Re: [PATCH v5 3/4] md: raid10 add nowait support

[Date Prev][Date Next][Thread Prev][Thread Next][Date Index][Thread Index]

 



On 12/15/21 5:30 PM, Vishal Verma wrote:
> 
> On 12/15/21 3:20 PM, Vishal Verma wrote:
>>
>> On 12/15/21 1:42 PM, Song Liu wrote:
>>> On Tue, Dec 14, 2021 at 10:09 PM Vishal Verma 
>>> <vverma@xxxxxxxxxxxxxxxx> wrote:
>>>> This adds nowait support to the RAID10 driver. Very similar to
>>>> raid1 driver changes. It makes RAID10 driver return with EAGAIN
>>>> for situations where it could wait for eg:
>>>>
>>>> - Waiting for the barrier,
>>>> - Too many pending I/Os to be queued,
>>>> - Reshape operation,
>>>> - Discard operation.
>>>>
>>>> wait_barrier() fn is modified to return bool to support error for
>>>> wait barriers. It returns true in case of wait or if wait is not
>>>> required and returns false if wait was required but not performed
>>>> to support nowait.
>>>>
>>>> Signed-off-by: Vishal Verma <vverma@xxxxxxxxxxxxxxxx>
>>>> ---
>>>>   drivers/md/raid10.c | 57 
>>>> +++++++++++++++++++++++++++++++++++----------
>>>>   1 file changed, 45 insertions(+), 12 deletions(-)
>>>>
>>>> diff --git a/drivers/md/raid10.c b/drivers/md/raid10.c
>>>> index dde98f65bd04..f6c73987e9ac 100644
>>>> --- a/drivers/md/raid10.c
>>>> +++ b/drivers/md/raid10.c
>>>> @@ -952,11 +952,18 @@ static void lower_barrier(struct r10conf *conf)
>>>>          wake_up(&conf->wait_barrier);
>>>>   }
>>>>
>>>> -static void wait_barrier(struct r10conf *conf)

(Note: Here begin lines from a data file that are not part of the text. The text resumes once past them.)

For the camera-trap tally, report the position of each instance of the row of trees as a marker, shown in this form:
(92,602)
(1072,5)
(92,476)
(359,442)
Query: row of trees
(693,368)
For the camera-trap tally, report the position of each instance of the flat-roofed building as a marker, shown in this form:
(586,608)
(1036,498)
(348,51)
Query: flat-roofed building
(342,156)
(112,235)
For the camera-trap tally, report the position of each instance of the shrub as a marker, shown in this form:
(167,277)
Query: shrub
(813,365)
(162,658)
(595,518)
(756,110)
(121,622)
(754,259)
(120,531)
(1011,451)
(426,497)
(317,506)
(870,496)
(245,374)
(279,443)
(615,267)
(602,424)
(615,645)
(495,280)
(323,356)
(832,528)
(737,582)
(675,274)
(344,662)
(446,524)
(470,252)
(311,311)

>>>> +static bool wait_barrier(struct r10conf *conf, bool nowait)
>>>>   {
>>>>          spin_lock_irq(&conf->resync_lock);
>>>>          if (conf->barrier) {
>>>>                  struct bio_list *bio_list = current->bio_list;
>>>> +
>>>> +               /* Return false when nowait flag is set */
>>>> +               if (nowait) {
>>>> + spin_unlock_irq(&conf->resync_lock);
>>>> +                       return false;
>>>> +               }
>>>> +
>>>>                  conf->nr_waiting++;
>>>>                  /* Wait for the barrier to drop.

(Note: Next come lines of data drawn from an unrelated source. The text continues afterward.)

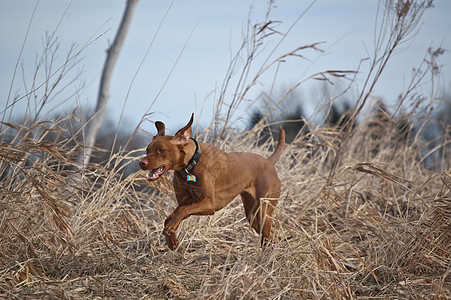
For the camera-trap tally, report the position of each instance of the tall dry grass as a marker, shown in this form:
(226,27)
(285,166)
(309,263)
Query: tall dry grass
(362,215)
(380,228)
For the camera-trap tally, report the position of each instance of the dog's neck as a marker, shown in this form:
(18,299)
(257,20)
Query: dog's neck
(194,158)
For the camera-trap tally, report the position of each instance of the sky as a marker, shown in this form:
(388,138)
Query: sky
(176,54)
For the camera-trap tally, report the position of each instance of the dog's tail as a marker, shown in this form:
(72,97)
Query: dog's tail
(281,142)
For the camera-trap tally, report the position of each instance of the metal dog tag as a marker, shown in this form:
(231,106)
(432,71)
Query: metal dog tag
(191,178)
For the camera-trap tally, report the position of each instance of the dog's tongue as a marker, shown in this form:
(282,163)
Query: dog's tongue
(154,174)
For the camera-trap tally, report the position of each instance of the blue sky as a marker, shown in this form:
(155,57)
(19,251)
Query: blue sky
(212,31)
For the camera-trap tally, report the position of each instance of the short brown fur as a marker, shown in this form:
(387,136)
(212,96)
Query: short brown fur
(220,177)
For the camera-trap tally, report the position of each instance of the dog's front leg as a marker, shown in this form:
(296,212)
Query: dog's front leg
(204,207)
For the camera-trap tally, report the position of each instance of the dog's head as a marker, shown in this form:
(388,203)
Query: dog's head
(166,152)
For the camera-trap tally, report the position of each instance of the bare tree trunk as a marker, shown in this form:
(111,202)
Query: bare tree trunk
(103,97)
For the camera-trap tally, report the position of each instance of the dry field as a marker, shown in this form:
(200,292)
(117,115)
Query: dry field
(364,213)
(379,226)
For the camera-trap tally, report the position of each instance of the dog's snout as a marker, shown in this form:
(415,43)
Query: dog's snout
(143,163)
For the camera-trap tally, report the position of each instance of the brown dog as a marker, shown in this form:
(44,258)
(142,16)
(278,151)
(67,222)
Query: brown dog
(206,179)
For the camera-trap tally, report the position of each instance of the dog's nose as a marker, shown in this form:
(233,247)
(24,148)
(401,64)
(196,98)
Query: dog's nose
(142,163)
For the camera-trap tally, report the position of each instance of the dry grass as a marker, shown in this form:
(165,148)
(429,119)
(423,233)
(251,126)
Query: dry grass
(380,229)
(360,216)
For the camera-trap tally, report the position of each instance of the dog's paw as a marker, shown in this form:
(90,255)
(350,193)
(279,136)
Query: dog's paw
(172,241)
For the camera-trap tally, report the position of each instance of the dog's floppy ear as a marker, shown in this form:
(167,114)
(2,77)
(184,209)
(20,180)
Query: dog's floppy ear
(183,135)
(160,127)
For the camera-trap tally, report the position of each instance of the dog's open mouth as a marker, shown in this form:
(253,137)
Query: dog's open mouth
(156,173)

>>>>                   * However if there are already pending
>>>> @@ -988,6 +995,7 @@ static void wait_barrier(struct r10conf *conf)
>>>>          }
>>>>          atomic_inc(&conf->nr_pending);
>>>>          spin_unlock_irq(&conf->resync_lock);
>>>> +       return true;
>>>>   }
>>>>
>>>>   static void allow_barrier(struct r10conf *conf)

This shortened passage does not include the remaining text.